All revolutions devour their own children.

—Ernst Röhm, 1933

Revolutionaries are greater sticklers for formality than conservatives.

—Italo Calvino, 1957

An oppressed people are authorized, whenever they can, to rise and break their fetters.

—Henry Clay, 1842

All men recognize the right of revolution, that is, the right to refuse allegiance to, and to resist, the government, when its tyranny or its inefficiency are great and unendurable.

—Henry David Thoreau, 1849

If there was ever a just war since the world began, it is this in which America is now engaged.

—Thomas Paine, 1778

Revolutions never go backward.

—Thomas Skidmore, 1829

Make the revolution a parent of settlement and not a nursery of future revolutions.

—Edmund Burke, 1790

Rebellion is no less a sin than divination.

—Book of Samuel, c. 550 BC

If not us, who? If not now, when?

—Czech slogan, 1989

The brutalities of progress are called revolutions.

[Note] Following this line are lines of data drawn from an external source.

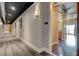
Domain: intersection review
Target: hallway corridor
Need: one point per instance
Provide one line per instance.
(12, 46)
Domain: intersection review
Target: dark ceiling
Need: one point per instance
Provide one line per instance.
(18, 9)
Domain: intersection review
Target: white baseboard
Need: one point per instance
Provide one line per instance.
(32, 46)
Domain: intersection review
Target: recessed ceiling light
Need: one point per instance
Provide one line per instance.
(9, 14)
(13, 8)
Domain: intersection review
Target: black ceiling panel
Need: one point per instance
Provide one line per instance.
(20, 8)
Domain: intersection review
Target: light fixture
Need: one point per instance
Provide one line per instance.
(13, 8)
(0, 23)
(9, 14)
(37, 10)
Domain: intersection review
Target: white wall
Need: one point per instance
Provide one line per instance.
(34, 30)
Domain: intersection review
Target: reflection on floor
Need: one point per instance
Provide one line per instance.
(68, 47)
(11, 46)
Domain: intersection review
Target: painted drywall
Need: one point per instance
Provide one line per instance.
(35, 31)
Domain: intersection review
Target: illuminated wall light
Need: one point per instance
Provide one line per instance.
(13, 8)
(0, 23)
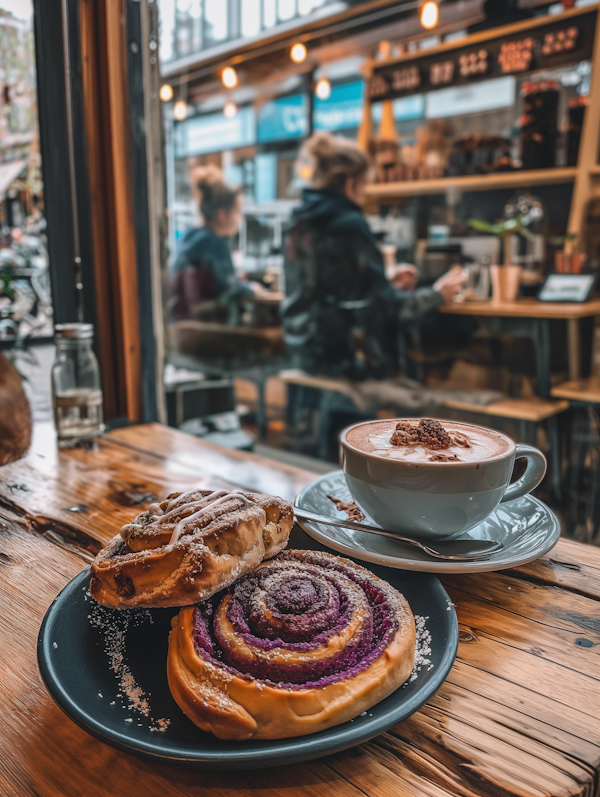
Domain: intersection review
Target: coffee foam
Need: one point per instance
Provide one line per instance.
(374, 438)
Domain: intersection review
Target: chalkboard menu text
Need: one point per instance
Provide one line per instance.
(556, 43)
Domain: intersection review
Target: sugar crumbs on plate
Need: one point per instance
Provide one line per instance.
(113, 625)
(422, 648)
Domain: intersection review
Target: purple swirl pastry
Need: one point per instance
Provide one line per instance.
(307, 641)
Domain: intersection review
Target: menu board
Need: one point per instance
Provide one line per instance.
(566, 40)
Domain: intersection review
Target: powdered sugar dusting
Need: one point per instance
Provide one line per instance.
(114, 625)
(422, 648)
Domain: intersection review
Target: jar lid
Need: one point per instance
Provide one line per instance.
(78, 331)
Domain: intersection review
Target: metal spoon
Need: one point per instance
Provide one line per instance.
(452, 550)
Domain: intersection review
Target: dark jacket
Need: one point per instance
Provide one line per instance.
(341, 316)
(203, 281)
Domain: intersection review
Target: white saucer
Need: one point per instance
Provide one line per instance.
(526, 528)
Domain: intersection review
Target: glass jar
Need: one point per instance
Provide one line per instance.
(76, 391)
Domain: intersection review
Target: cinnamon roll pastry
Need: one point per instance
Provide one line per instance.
(188, 547)
(307, 641)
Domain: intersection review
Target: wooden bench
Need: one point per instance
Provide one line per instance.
(582, 391)
(528, 412)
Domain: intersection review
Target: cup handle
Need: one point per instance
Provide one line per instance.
(534, 473)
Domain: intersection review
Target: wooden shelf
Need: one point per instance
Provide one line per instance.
(534, 409)
(584, 390)
(475, 182)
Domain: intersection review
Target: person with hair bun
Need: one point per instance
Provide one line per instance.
(341, 315)
(203, 281)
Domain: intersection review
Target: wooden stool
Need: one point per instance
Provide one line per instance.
(528, 413)
(582, 394)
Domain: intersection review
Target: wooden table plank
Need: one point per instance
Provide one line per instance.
(516, 716)
(97, 490)
(44, 754)
(525, 308)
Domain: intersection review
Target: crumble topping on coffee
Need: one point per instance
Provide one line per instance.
(352, 511)
(461, 440)
(429, 433)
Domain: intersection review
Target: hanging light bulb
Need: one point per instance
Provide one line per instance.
(429, 14)
(229, 109)
(323, 89)
(166, 92)
(298, 53)
(229, 77)
(180, 110)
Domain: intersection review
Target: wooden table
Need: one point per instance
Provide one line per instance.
(518, 714)
(540, 313)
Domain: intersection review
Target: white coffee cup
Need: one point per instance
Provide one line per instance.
(432, 500)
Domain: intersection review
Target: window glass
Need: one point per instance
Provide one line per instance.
(25, 301)
(250, 17)
(216, 20)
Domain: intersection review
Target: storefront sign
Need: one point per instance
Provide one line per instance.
(286, 117)
(487, 96)
(214, 133)
(563, 41)
(343, 110)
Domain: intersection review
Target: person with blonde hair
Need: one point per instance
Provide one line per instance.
(203, 281)
(341, 315)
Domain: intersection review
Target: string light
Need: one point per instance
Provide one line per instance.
(323, 89)
(429, 14)
(229, 109)
(180, 110)
(298, 53)
(229, 77)
(166, 92)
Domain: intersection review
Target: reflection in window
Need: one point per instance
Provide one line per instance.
(167, 29)
(190, 26)
(306, 6)
(269, 13)
(215, 20)
(286, 9)
(250, 17)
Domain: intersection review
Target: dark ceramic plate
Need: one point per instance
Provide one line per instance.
(79, 649)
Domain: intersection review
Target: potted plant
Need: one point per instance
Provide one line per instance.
(506, 279)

When they are over we realize this: that the human has been roughly handled, but that it has advanced.

—Victor Hugo, 1862

To cast aside obedience, and by popular violence to incite revolt, is treason, not against man only, but against God.

—Pope Leo XIII, 1885

Who draws his sword against his prince must throw away the scabbard.

—James Howell, 1659

The main object of a revolution is the liberation of man, not the interpretation and application of some transcendental ideology.